“Water supplies are tightening in Georgia and, unfortunately, a large portion of the corn crop is at the most critical stages of water demand,” Lee said. “It is still dry and very hot. Any stress now guarantees some yield loss depending on the length of the plant stress and its growth stage.”

One-third of the state’s corn crop is in poor to very poor condition, according to a June 13 report by the Georgia Agricultural Statistics Service, or GASS.

“The drought is having a significant negative impact on our cattle industry,” said Curt Lacy, a UGA Extension livestock economist.

Normally, cattle feed off pasture grass during summer. But right now, 70 percent of the state’s pastureland is rated poor to very poor, according to the GASS report. This means there isn’t enough grass for cattle to eat. Cattlemen are feeding baled hay to their herds. It’s costing them, Lacy said.

On average, it costs 50 cents per day to feed a cow on a day when pastures are in good condition. It costs $1.50 per day to maintain that cow with hay during drought conditions.
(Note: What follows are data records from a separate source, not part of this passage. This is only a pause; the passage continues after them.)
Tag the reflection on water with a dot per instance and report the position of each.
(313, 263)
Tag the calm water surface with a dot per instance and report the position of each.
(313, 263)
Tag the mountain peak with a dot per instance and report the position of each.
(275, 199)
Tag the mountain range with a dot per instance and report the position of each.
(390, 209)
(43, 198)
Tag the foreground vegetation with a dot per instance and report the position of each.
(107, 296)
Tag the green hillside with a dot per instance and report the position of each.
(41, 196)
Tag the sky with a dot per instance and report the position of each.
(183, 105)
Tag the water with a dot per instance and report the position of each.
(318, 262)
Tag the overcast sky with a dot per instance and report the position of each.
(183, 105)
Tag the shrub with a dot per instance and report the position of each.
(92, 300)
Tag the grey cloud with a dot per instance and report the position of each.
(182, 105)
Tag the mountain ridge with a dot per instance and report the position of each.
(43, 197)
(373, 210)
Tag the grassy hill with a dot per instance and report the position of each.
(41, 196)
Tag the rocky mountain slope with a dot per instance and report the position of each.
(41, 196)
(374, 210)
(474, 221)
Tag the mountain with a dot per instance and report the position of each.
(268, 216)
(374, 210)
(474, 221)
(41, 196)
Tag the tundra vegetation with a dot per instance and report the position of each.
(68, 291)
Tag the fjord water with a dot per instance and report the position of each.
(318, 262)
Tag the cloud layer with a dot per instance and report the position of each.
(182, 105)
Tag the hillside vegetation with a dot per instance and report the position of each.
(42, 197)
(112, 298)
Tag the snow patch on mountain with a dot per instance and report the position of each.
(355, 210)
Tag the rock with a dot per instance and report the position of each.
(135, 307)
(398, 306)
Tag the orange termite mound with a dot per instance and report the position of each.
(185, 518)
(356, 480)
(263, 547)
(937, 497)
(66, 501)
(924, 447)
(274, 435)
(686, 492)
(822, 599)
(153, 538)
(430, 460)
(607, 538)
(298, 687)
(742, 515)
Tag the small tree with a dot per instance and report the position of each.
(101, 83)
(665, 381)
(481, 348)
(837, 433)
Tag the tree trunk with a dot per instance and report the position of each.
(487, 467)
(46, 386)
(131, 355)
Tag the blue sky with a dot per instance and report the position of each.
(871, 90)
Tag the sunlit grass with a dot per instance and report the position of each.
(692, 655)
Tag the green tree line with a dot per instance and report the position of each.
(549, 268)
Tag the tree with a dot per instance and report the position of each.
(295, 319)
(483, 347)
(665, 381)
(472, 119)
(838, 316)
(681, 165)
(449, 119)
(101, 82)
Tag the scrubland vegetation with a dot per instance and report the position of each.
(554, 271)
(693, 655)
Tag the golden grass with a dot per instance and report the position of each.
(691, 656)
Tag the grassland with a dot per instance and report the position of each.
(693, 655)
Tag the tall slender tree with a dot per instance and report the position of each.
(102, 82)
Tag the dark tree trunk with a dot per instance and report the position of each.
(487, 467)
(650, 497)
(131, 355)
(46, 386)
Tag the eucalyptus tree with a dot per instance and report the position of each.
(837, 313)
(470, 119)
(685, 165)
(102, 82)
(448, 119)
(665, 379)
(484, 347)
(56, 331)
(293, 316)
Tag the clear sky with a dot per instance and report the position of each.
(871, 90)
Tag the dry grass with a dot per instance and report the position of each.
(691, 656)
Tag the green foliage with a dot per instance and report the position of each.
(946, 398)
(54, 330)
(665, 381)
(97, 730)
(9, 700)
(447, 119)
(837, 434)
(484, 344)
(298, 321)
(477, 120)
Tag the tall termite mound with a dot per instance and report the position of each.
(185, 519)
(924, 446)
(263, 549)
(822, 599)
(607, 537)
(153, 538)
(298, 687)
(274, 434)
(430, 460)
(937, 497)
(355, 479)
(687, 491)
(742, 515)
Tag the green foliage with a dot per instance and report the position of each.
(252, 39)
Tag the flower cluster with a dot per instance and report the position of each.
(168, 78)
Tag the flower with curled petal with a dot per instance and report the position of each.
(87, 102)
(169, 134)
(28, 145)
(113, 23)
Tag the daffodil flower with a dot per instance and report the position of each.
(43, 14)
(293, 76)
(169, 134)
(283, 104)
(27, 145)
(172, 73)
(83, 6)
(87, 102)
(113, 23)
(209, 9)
“And, remember, that during droughts like this, the economic effects persist long after it starts raining again,” Lacy said. “Cows have trouble conceiving or they abort. Cattle are more susceptible to diseases.”

According to the GASS report, one-third of the peanuts in the state are in poor to very poor conditions. Almost half of the cotton crop is in poor to very poor condition.

Just six years on his own as a farmer, Pollock has been hit twice by crippling drought. In 2007, the state — as it is now — was in the grips of record-setting dry weather, which doesn’t seem like that long ago, he said.

“It really is discouraging,” Pollock said. “You put all this hard work and time in to it, and it burns up. … Makes me wonder if I want to keep on trying to do this.”